RTX PRO 6000 ($8,500): The only card that can run GPT-OSS 120B, Llama 3.1 70B, or similar frontier models with full context windows. If you need 96GB VRAM, this is your only single-GPU option—and it’s worth every penny for that use case. At almost the same performance as a 600W RTX 5090 and being only 2 slots wide, this is my top choice for a GPU if you have the budget.
RTX 5070 Ti ($1,000): Solid mid-range option. Handles 8B models well, but you’ll hit VRAM limits before GPU limits at high concurrency.
RTX 5060 Ti ($450): Best value per dollar. Good for development, testing, and single-user applications. The entry point for serious local inference. Great option for local embedding models to avoid network latency.
CPU (AMD Ryzen 9950X): Baseline only. 117x slower than GPU. Only useful when you can’t install a GPU or need the absolute lowest upfront cost.
The Bottom Line
You can run Llama 3.1 8B at 1,259 tokens/second for $450. That’s the headline.
The RTX 5060 Ti won’t win any benchmarks, but it delivers 17x the performance of CPU inference at a price most developers can expense without approval. For prototyping, testing, and single-user applications, it’s more than enough—and it has the best TPS-per-dollar of any card tested.

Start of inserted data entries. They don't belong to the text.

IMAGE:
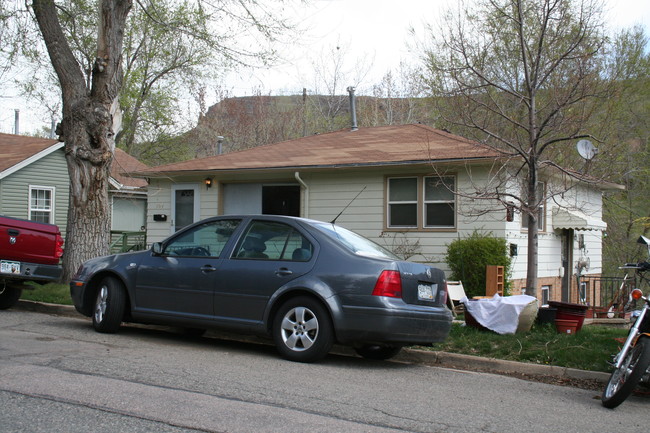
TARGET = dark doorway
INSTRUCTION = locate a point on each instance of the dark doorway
(567, 260)
(281, 200)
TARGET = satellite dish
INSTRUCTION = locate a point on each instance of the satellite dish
(586, 149)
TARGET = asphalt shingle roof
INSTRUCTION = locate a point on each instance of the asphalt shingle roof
(379, 145)
(15, 149)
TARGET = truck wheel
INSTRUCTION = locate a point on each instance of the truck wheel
(9, 296)
(109, 305)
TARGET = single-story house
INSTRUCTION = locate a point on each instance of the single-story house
(392, 184)
(34, 183)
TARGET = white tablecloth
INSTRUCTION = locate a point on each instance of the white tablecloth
(500, 313)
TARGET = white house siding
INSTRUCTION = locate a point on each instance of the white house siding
(329, 195)
(585, 200)
(49, 171)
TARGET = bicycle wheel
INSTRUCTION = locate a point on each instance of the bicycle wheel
(623, 380)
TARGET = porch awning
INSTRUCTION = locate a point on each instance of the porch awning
(576, 220)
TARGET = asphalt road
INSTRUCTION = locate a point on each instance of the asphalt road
(58, 375)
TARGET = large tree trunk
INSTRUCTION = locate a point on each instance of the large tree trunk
(91, 118)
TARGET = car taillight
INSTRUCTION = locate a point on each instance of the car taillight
(58, 249)
(443, 300)
(388, 284)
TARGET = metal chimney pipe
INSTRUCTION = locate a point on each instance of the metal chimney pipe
(353, 108)
(219, 145)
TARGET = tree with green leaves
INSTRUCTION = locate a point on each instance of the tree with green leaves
(523, 77)
(627, 212)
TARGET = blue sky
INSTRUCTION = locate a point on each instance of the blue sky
(373, 33)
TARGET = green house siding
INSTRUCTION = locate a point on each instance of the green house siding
(50, 171)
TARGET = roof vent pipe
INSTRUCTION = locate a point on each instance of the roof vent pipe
(353, 108)
(219, 145)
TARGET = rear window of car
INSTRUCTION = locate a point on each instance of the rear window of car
(354, 242)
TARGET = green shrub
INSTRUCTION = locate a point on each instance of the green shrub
(468, 257)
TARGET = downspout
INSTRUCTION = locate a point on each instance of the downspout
(304, 185)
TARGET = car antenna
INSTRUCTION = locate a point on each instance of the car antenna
(341, 213)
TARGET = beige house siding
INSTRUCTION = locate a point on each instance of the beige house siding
(327, 193)
(49, 171)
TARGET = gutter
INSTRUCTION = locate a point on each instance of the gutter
(306, 187)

When you need production throughput, the RTX 5090 is the workhorse—8,691 TPS at $3,200, beating the $8,500 PRO 6000 QMax by 14%. Memory bandwidth determines LLM throughput, and both cards share identical bandwidth. The 5090 just has more power to use it. (The RTX Pro 6000 Blackwell is also available in a non-QMax version with 600W power, it likely outperforms the RTX 5090 but I did not have one available for test.)
The PRO 6000 plays a different game entirely. Its 96GB VRAM runs GPT-OSS 120B with a full 128k context window on a single card—impossible on any consumer GPU. If you’re deploying frontier-class open models, the PRO 6000 isn’t overpriced; it’s the only option. For 8B models, you’re paying for capacity you won’t use.
And if you’re considering CPU inference: make sure it’s AMD. Intel left AVX-512 behind, and vLLM left Intel behind with it.
Benchmarks run January 9, 2026. Hardware: RTX 5090, RTX PRO 6000 Blackwell Max-Q, RTX 5070 Ti, RTX 5060 Ti, AMD Ryzen 9 9950X. Model: Llama 3.1 8B Instruct in GPTQ-INT4 and NVFP4 quantization. Framework: vLLM 0.13.0 with FP8 KV cache. Test prompt: 500-token essay generation. All GPUs tested at parallelism levels 1-128 until OOM.